Friday, 4 May 2012

Select elements that appear more than once

Here is a purely functional solution:
let duplicates xs =
  (Map.empty, xs)
  ||> Seq.scan (fun xs x ->
      match Map.tryFind x xs with
      | None -> Map.add x false xs
      | Some false -> Map.add x true xs
      | Some true -> xs)
  |> xs
  |> Seq.choose (fun (x, xs) ->
      match Map.tryFind x xs with
      | Some false -> Some x
      | None | Some true -> None)
This uses a map to track whether each element has been seen before once or many times and then emits the element the first time it is duplicated.
Here is a faster imperative version:
let duplicates (xs: _ seq) =
  seq { let d = System.Collections.Generic.Dictionary(HashIdentity.Structural)

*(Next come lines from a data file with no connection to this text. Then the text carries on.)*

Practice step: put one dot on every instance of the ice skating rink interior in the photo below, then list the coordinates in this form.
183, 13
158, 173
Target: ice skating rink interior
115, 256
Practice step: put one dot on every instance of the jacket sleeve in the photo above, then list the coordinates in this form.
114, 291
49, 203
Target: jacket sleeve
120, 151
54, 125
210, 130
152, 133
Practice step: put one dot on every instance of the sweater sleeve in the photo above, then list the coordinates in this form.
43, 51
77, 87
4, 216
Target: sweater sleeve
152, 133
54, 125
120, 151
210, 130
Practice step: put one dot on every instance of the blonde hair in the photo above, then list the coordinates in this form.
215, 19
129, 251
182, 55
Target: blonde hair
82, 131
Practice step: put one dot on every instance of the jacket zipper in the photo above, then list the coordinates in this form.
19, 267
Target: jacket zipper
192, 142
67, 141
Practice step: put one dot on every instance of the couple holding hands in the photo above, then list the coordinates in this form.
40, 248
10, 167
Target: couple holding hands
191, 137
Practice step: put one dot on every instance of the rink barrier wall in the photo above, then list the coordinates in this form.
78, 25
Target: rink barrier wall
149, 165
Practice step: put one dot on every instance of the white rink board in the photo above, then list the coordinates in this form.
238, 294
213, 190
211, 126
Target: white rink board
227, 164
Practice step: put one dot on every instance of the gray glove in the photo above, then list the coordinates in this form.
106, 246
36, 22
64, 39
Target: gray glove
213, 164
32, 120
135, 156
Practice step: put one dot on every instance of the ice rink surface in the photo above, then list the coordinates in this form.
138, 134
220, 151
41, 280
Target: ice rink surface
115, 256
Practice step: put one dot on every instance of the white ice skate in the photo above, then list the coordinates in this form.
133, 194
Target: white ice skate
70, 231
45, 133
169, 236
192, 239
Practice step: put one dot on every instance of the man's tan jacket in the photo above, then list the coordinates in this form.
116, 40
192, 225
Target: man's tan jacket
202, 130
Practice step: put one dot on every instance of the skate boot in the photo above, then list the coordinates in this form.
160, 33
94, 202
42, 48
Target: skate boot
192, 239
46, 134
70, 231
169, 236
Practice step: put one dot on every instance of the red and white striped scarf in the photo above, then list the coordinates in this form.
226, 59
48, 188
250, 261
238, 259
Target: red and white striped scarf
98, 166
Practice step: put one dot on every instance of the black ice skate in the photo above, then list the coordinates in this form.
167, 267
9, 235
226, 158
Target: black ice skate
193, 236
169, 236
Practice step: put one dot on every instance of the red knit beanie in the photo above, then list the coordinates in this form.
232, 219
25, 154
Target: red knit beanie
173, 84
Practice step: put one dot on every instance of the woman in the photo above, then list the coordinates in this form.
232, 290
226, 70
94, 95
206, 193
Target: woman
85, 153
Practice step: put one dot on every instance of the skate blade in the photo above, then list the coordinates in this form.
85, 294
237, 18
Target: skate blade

        let e = xs.GetEnumerator()
        while e.MoveNext() do
          let x = e.Current
          let mutable seen = false
          if d.TryGetValue(x, &seen) then
            if not seen then
              d.[x] <- true
              yield x
            d.[x] <- false }
Using a for x in xs do loop to enumerate the elements in a sequence is substantially slower than using GetEnumerator directly but generating your own Enumerator is not significantly faster than using a computation expression with yield.
Note that the TryGetValue member of Dictionary avoids allocation in the inner loop by mutating a stack allocated value whereas the TryGetValue extension member offered by F# allocates its return tuple.